Autores principais:Prinzleve, Jonas
Ano:2023
País:Portugal
Tipo de documento:tese de doutoramento
Tipo de acesso:acesso aberto
Instituição associada:Universidade de Lisboa
Idioma:inglês
Origem:Repositório da Universidade de Lisboa
Descrição
Resumo:At least since the 2000s, postcolonial discourses have expanded across cultural, academic and activist forums in European metropolitan centres, even if at different speeds and intensities. This doctoral thesis explores how the cultural politics of remembrance in European cities with extensive colonial-imperial legacies adapt to the postcolonial age. It examines the changing landscapes of public memory in post-imperial Hamburg and Lisbon from a comparative, postcolonial perspective. It is argued that the two European port cities are experiencing a nascent decolonial cultural turn, albeit contingent on powerful post-imperial narratives and neoliberal urban dependencies. Written at the crossroad of memory studies, postcolonial studies and urban studies, the thesis explores Hamburg and Lisbon as nodal points of local, national and global discursive and cultural flows. It draws on a selected range of examples of contested post-imperial places, postcolonial civic initiatives, (counter-)monuments and museum exhibitions, highlighting the multiple affective encounters and performative responses that colonial heritage elicits. Organised into three parts, the thesis focuses on urban space, civil society and museums. The first part compares the cultural landscapes of the waterfront development projects Hamburg HafenCity and Parque das Nações to explore how colonial heritage is reinvented and sanitised. The second part examines two postcolonial memorial initiatives, the Initiative Decolonize Bismarck in Hamburg and Djass in Lisbon, to discuss the cultural politics of networks of affected communities who negotiate with municipalities to reshape public memory landscapes.
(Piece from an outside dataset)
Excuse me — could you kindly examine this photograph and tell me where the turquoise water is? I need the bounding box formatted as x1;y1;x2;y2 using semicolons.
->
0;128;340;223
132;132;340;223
The last part looks at the cities’ post-imperial museum landscapes. It explores how the MARKK in Hamburg, an ethnology museum, and the Museum of Aljube in Lisbon, a memorial museum of difficult heritage, face the ethical and curatorial challenges of (their own) colonial-imperial legacies. The case studies foreground the predicaments of self-proclaimed global cities in which diasporic communities mobilise long-silenced transcultural memories of the colonial past to assert their public presence.